Still, there’s plenty of room for improvement even for members of Kuapa Kokoo, Divine says. Fair trade makes up only a small portion of the co-op’s total sales; the rest of the farmers’ crop is sold at the fluctuating market price.
Besides Divine, 33 other companies sell fair-trade cocoa products in the U.S., according to TransFair USA, which certifies fair-trade products.
Chocolate's wide reach
Mainstream chocolate companies say they too have been working to better the lives of cocoa farmers. That includes efforts to improve the economic return to cocoa farmers, increase access to quality education and ensure that cocoa is grown according to international labor standards, said Susan Snyder Smith, a spokeswoman for the Chocolate Manufacturers Association.

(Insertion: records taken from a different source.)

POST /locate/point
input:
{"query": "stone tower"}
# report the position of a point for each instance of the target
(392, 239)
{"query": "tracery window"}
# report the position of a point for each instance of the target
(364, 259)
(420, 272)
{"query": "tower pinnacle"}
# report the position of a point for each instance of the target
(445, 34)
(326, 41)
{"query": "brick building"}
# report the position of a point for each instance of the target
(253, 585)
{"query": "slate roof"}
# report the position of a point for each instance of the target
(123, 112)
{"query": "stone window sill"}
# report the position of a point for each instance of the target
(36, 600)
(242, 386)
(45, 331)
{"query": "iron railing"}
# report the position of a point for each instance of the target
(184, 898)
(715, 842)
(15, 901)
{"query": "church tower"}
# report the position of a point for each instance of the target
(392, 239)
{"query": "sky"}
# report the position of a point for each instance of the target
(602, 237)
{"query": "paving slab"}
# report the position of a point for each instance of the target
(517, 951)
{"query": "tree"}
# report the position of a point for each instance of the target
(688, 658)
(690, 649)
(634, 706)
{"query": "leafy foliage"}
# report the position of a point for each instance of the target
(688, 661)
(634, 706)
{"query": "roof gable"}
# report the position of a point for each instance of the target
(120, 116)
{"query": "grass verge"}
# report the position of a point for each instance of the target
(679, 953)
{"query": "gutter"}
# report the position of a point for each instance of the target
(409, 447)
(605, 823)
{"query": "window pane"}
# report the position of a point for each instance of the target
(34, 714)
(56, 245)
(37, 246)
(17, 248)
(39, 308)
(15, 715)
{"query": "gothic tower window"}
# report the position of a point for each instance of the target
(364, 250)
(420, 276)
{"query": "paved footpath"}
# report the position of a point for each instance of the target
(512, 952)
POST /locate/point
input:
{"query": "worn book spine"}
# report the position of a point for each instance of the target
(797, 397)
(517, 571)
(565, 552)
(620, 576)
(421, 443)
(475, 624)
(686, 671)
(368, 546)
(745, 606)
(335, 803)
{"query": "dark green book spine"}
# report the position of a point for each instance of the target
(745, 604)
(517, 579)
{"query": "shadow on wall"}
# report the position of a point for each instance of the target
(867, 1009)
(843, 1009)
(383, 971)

Divine Chocolate in Britain had revenue of about 9 million pounds, or $17.6 million, last year, up from 7.7 million pounds in 2005, and expects to return its first dividend to the farmers, Tranchell said. The chocolate is available in all of Britain’s major supermarket chains, including Asda, a discount chain owned by Wal-Mart Stores Inc., she said.
Erin Gorman, chief executive of Divine in the United States, said she hopes the U.S.-based company can achieve a similar reach. Right now the chocolate is available in the U.S. through fair-trade Web sites and specialty stores around the country.
“We’re hoping that people who like chocolate and who like our story will ... ask for the chocolate when they’re shopping at mainstream supermarkets,” she said.